"Top Freedom" - co to za akcja?

Czy będąc na plaży zastanawiasz się czy zdjąć stanik? Czy masz ochotę chodzić w lato bez biustonosza, ale za chwilę przychodzi ci do głowy myśl, czy pasuje. Czy wrzucając fotkę z wakacji na Instagram dziesięć razy ją cenzurujesz? Czy chcąc nakarmić dziecko piersią, szukasz ustronnego miejsca, żeby nie narażać się na nieprzyjemne komentarze w miejscach publicznych? Jeśli tak, to akcja "Top Freedom" jest właśnie dla Ciebie. Na czym polega?

Inicjatorką "Top Freedom" w mediach społecznościowych jest ratowniczka medyczna Ane Piżl. Chce ona w ten sposób zwrócić uwagę na dysproporcje w postrzeganiu kobiecego i męskiego ciała.
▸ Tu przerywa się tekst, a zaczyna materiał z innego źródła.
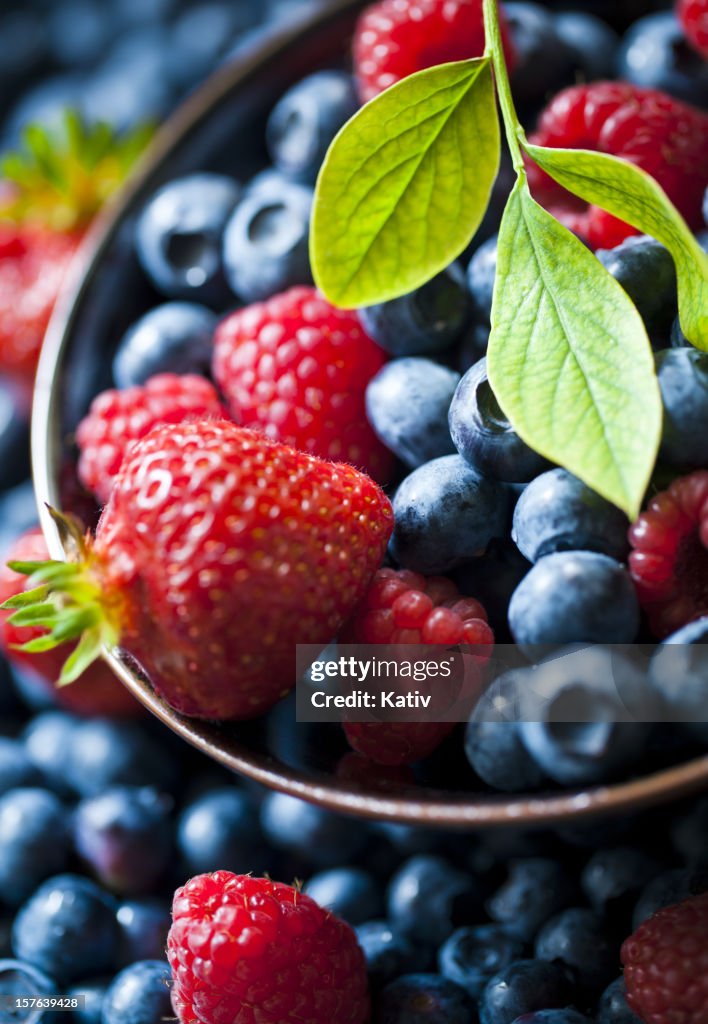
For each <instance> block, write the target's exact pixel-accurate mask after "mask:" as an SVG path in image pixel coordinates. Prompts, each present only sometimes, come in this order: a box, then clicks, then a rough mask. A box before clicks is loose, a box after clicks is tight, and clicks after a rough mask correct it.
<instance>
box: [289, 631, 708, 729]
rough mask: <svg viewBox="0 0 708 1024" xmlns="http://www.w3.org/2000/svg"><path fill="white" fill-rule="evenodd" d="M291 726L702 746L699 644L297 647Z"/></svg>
mask: <svg viewBox="0 0 708 1024" xmlns="http://www.w3.org/2000/svg"><path fill="white" fill-rule="evenodd" d="M297 679H298V683H297V688H296V713H297V721H299V722H375V721H379V722H466V721H468V720H469V719H470V718H472V717H473V718H474V719H475V720H477V721H495V722H546V723H548V722H557V723H574V722H577V723H589V722H643V723H661V722H666V723H668V722H681V723H686V724H689V725H690V726H692V725H693V726H695V727H696V729H697V731H698V732H699V733H700V734H701V735H705V738H706V739H708V644H695V645H690V644H664V645H660V646H658V647H656V646H647V647H643V646H641V645H635V644H633V645H607V646H606V645H575V646H573V647H564V648H559V649H549V648H530V647H524V648H522V647H518V646H515V645H514V644H498V645H496V646H495V647H494V648H493V649H481V648H475V647H452V646H451V647H445V646H436V645H425V644H390V645H385V644H384V645H364V644H338V645H333V646H331V647H329V648H327V649H326V650H325V651H322V649H321V648H319V647H317V646H310V645H305V644H303V645H299V646H298V647H297Z"/></svg>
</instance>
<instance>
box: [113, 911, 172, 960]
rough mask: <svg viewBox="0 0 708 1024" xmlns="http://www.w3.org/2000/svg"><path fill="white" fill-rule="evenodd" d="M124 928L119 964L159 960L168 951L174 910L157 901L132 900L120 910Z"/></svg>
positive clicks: (117, 911) (116, 913)
mask: <svg viewBox="0 0 708 1024" xmlns="http://www.w3.org/2000/svg"><path fill="white" fill-rule="evenodd" d="M116 918H117V920H118V924H119V926H120V929H121V946H120V952H119V964H134V963H135V961H138V959H158V958H159V957H160V956H162V955H163V954H164V952H165V948H166V946H167V933H168V931H169V928H170V911H169V908H168V907H167V906H166V905H163V904H162V903H160V902H158V901H157V900H154V899H140V900H128V902H126V903H121V905H120V906H119V907H118V910H117V911H116Z"/></svg>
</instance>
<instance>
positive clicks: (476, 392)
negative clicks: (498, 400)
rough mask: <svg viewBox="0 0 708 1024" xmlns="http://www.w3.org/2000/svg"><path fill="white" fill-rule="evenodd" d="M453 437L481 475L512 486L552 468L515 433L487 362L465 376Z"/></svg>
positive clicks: (474, 468)
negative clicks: (502, 409)
mask: <svg viewBox="0 0 708 1024" xmlns="http://www.w3.org/2000/svg"><path fill="white" fill-rule="evenodd" d="M450 434H451V436H452V439H453V441H454V443H455V447H456V449H457V451H458V452H459V454H460V455H461V456H462V457H463V459H465V460H466V462H468V463H469V464H470V466H472V467H473V468H474V469H476V470H477V472H480V473H482V474H483V475H485V476H491V477H493V478H494V479H495V480H505V481H507V482H509V483H517V482H526V481H527V480H531V479H533V478H534V477H535V476H537V475H538V474H539V473H541V472H543V470H544V469H546V468H547V467H548V465H549V463H548V461H547V460H546V459H544V458H543V456H540V455H538V454H537V453H536V452H534V451H532V449H530V447H529V445H528V444H526V443H525V442H524V441H523V440H522V439H520V437H519V436H518V434H516V433H514V431H513V429H512V427H511V424H510V423H509V421H508V420H507V419H506V417H505V416H504V414H503V413H502V411H501V409H500V408H499V402H498V401H497V399H496V397H495V394H494V391H493V390H492V388H491V385H490V383H489V379H488V377H487V359H481V360H480V361H478V362H477V364H476V365H475V366H473V367H472V368H471V369H470V370H468V371H467V373H466V374H465V375H464V377H463V378H462V380H461V381H460V383H459V385H458V387H457V391H456V392H455V397H454V398H453V400H452V404H451V406H450Z"/></svg>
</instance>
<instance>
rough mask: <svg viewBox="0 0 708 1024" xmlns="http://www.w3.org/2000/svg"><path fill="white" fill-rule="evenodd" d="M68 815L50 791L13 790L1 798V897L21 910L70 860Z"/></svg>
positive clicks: (0, 847)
- Od trzech miesięcy Instagram grozi mi palcem, że stracę konto. A wszystko zaczęło się od zdjęcia, na którym widać mi sutek - pamiętacie? Nierówność płci i ciał w socialach to tylko wierzchołek góry lodowej. Pod powierzchnią jest cały ogrom kontekstów. M.in. to, o czym często tu piszę - seksualizacja ciał, binarne postrzeganie transpłciowości, zawstydzanie ze względu na wygląd, uwikłanie w płeć - rozpoczyna swój wpis Ane.

Właśnie dlatego ratowniczka postanowiła wyjść z projektem, w którym "możemy razem upomnieć się o równość i neutralność ciał."

"Nie namawiam do rozbierania się! Niech każdy_a sobie zasłania co chce! Nic mi do tego. Rzecz w tym, że staniki i hidżaby powinny być wyborem, a nie przymusem.

Nie zgadzam się na kulturę w której kobiety mają na plażach zasłaniać ciało (w zależności od miejsca na świecie - włosy, piersi, twarze), żeby „nie kusić” mężczyzn. To obraża ludzi wszystkich płci.

Nie zgadzam się na to, że połowa osób opala się swobodnie w kąpielówkach, gdy inne osoby mogą za to stanąć przed sądem.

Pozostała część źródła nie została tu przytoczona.